Ambulatory Services Activity
During each of the six months ended June 30, 2017 and 2016, the Company, through wholly-owned subsidiaries, acquired a controlling interest in four surgery centers. The aggregate amount paid for the centers during the six months ended June 30, 2017 and 2016 was approximately $33.3 million and $25.7 million, respectively, and was paid in cash and funded by either operating cash flow or borrowings under the Company's existing or prior credit agreement or a combination thereof. In addition to the cash paid, approximately $13.5 million of consideration was deferred and paid in July 2017. During the six months ended June 30, 2017 and 2016, the Company disposed of three surgery centers and two surgery centers, respectively, and recognized a net loss from the disposals of $3.9 million in the six months ended June 30, 2017 and a net gain of $3.3 million in the six months ended June 30, 2016.

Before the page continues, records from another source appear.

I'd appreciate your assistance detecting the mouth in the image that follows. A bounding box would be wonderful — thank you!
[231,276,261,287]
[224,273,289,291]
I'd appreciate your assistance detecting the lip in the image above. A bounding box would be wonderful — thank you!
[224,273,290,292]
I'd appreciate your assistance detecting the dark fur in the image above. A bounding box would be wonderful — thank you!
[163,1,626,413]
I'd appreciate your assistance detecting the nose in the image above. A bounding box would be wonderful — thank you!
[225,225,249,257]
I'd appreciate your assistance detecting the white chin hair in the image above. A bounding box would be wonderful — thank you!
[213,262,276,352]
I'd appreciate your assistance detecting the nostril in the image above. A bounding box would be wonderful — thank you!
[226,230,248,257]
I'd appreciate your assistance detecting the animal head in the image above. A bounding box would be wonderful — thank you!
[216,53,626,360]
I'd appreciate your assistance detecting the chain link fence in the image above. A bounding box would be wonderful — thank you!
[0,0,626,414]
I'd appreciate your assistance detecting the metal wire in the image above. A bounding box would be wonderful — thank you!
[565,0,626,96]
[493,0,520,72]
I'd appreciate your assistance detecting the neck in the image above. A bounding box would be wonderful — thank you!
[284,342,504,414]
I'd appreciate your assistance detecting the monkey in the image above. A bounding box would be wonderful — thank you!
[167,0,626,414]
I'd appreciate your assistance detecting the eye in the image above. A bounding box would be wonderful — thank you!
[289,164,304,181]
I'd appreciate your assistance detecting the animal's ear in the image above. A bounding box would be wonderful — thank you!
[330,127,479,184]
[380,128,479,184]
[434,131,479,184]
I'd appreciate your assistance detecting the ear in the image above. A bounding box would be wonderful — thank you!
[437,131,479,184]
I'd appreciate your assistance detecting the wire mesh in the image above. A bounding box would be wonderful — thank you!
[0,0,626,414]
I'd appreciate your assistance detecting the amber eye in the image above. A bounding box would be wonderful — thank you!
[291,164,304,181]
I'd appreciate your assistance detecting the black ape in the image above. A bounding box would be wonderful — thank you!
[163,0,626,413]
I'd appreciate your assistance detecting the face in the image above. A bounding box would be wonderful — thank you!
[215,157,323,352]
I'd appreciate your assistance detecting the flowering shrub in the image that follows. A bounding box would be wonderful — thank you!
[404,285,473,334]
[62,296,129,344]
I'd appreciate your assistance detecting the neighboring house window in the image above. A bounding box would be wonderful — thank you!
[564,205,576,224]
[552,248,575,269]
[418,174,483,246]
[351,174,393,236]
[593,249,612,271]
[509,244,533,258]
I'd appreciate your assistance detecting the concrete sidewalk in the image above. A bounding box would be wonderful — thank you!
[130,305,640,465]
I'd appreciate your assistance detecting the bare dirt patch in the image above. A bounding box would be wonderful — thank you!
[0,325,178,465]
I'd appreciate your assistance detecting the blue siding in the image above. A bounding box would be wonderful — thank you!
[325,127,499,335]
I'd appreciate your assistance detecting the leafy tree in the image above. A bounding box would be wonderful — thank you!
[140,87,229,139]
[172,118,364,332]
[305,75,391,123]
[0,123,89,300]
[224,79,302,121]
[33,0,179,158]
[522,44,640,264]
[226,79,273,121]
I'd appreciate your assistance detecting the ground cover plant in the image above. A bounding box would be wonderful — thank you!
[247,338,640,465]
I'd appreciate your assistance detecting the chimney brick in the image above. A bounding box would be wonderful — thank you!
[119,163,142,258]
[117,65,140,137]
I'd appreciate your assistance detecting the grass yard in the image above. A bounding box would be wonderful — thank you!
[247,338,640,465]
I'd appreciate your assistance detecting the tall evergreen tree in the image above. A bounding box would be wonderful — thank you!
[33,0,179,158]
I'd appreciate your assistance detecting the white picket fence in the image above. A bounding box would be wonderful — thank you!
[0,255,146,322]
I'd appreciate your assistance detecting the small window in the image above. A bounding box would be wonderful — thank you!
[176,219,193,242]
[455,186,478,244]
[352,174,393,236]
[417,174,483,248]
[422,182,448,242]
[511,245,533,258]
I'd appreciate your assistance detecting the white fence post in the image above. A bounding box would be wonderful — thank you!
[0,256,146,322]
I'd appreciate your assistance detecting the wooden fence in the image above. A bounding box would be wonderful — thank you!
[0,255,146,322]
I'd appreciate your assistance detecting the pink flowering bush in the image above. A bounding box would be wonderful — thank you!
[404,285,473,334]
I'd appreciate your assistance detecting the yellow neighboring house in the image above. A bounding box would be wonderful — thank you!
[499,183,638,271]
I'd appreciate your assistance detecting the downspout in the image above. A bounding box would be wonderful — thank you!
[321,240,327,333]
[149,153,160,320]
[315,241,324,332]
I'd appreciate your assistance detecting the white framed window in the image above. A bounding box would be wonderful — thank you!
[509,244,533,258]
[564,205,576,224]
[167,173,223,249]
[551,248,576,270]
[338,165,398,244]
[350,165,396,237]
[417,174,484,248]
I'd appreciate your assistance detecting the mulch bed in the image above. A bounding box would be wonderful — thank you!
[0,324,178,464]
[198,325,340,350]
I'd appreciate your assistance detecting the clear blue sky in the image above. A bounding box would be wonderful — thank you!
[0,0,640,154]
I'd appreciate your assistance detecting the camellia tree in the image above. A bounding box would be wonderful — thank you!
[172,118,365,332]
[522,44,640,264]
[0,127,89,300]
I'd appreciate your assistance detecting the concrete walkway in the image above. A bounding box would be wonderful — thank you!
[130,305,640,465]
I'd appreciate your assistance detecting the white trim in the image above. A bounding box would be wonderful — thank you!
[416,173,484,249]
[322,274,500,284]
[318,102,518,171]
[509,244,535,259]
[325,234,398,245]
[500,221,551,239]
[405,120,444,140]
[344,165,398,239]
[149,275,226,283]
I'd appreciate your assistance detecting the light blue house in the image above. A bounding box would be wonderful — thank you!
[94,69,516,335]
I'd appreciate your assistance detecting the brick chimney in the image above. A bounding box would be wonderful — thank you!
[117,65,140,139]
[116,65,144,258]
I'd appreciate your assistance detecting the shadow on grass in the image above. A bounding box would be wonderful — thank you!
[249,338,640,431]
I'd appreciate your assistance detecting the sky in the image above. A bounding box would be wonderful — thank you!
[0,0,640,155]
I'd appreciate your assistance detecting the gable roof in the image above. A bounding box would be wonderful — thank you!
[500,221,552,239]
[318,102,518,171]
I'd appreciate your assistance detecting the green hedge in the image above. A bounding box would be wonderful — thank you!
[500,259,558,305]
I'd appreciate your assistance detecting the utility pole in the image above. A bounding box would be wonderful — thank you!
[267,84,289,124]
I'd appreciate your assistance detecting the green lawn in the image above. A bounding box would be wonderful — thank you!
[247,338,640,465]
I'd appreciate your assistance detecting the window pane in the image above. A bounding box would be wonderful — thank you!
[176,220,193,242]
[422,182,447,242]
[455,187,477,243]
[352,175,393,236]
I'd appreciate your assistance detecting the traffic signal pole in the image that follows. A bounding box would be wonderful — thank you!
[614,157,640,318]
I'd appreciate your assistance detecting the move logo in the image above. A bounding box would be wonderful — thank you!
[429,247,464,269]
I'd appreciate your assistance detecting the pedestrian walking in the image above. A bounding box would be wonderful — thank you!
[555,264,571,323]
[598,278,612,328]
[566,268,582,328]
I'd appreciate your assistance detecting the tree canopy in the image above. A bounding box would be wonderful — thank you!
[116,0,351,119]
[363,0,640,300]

Purchase Price Allocations
Acquired assets and assumed liabilities include, but are not limited to, accounts receivable, fixed assets, intangible assets, deferred income taxes and insurance liabilities. The valuations are based on appraisal reports, discounted cash flow analyses, actuarial analyses or other appropriate valuation techniques to determine the fair value of the assets acquired or liabilities assumed. The preliminary estimated fair value assigned to goodwill is primarily attributable to synergies expected to arise after the Merger by enhancing the growth profile and diversity of the Company across the healthcare continuum. The Merger did not result in additional tax deductible goodwill. A majority of the deferred income taxes recognized as a component of the Company's purchase price allocation is a result of the difference between the book and tax basis of the intangible assets recognized. The amount allocated to the deferred income tax liability is subject to change as a result of the final allocation of purchase price to amortizable intangibles. The accounting for the Merger is currently preliminary. The Company continues to obtain information relative to the fair values of assets acquired, liabilities assumed and any noncontrolling interests in the transaction which could result in material changes to the amounts allocated below. The Company expects to finalize the purchase price allocation for EHH as soon as practical.